The Sulu Sea (Dagat Sulu; Tausug: Dagat sin Sūg; Laut Sulu; Mar de Joló) is a body of water in the southwestern area of the Philippines, separated from the South China Sea in the northwest by Palawan and from the Celebes Sea in the southeast by the Sulu Archipelago. Borneo is found to the southwest and Visayas to the northeast.

The Sulu Sea contains a number of islands. The Cuyo Islands and the Cagayan Islands are part of the province of Palawan whereas Mapun and the Turtle Islands are part of the province of Tawi-Tawi.
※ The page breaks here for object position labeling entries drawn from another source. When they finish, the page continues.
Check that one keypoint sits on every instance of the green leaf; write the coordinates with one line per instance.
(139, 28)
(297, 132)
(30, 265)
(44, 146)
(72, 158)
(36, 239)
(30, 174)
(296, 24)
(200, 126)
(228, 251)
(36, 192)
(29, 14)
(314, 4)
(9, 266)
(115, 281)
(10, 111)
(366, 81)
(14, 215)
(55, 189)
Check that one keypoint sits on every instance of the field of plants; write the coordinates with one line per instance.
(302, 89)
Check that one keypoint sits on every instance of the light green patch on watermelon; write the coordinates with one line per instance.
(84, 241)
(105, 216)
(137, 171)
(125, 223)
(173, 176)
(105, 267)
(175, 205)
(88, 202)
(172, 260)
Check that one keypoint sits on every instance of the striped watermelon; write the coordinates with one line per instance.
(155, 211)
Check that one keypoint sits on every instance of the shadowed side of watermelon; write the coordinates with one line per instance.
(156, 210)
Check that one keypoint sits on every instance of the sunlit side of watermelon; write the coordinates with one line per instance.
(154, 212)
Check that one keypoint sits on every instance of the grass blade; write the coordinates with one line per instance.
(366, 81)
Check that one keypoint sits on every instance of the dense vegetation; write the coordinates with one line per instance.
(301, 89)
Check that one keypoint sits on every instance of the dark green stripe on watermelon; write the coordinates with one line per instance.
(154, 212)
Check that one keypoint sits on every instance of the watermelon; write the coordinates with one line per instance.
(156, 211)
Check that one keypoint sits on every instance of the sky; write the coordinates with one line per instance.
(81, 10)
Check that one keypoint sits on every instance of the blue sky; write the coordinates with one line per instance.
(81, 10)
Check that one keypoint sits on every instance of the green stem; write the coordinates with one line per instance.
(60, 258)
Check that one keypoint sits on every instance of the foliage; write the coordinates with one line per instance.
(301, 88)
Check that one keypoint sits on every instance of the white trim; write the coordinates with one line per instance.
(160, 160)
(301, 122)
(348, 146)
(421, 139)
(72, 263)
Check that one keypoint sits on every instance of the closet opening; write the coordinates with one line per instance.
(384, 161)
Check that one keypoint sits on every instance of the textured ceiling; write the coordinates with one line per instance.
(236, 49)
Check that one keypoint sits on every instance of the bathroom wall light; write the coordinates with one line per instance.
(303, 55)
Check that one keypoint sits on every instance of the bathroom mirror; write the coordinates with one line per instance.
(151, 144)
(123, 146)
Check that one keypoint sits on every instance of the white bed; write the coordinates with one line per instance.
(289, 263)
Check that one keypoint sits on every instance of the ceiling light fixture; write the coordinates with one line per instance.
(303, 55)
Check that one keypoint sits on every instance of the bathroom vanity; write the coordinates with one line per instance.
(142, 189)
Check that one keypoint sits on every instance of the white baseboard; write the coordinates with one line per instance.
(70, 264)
Sulu Sea is also where the Tubbataha Reef National Marine Park, one of the World Heritage Sites is located.

Panay Gulf is an extension of the Sulu Sea. Straits out of the Sulu Sea include the Iloilo Strait, the Guimaras Strait, and the Basilan Strait.

==Geography==
The sea's surface area is 260,000 sqkm.
The Pacific Ocean flows into Sulu Sea in northern Mindanao and between Sangihe talaud Archipelago, North Sulawesi.

==Extent==
The International Hydrographic Organization (IHO) defines the Sulu Sea as being one of the waters of the East Indian Archipelago. The IHO defines its limits as follows:

It extends about 490 miles from north to south and 375 miles from east to west. Waves can stretch across 25 km to 35 km. The sea is 4400 m deep but on its southern end Sulu Archipelago raises the sea floor to 100 m.

On the Northwest. From Tanjong Sempang Mangayau, the North point of Borneo, along the Eastern limit of South China Sea to Cape Calavite, the Northwest point of Mindoro.

On the Northeast. The Southwest coast of Mindoro to Buruncan Point, its Southern extreme, thence a line through Semirara and Caluya Islands to Nasog Point the Northwestern extreme of Panay, along the West and Southeast coast of that island to Tagubanhan Island, thence a line to the Northern extreme of Negros and down the West coast to Siaton Point, its Southern extreme, thence across to Tagolo Point, Mindanao.

On the Southeast. From Tagolo Point, down the West coast of Mindanao to the Southwest extremity thence to the North coast of Basilan Island, through this island to its Southern extremity, thence a line to Bitinan Island off the Eastern end of Jolo Island, through Jolo to a point in long. 121°04'E on its South coast, thence through Tapul and Lugus Islands and along the North coast of Tawi Tawi Island to Bongao Island off its Western end, and from thence to Tanjong Labian, the Northeastern extreme of Borneo.

On the Southwest. The North coast of Borneo between Tanjong Labian and Tanjong Sempang Mangayau.

==In popular culture==
The Star Trek character Hikaru Sulu is named after the Sulu Sea. According to Sulu actor George Takei, "[[Gene Roddenberry|[Gene] Roddenberry's]] vision for Sulu was to represent all of Asia, being named for the Sulu Sea instead of using a country-specific name".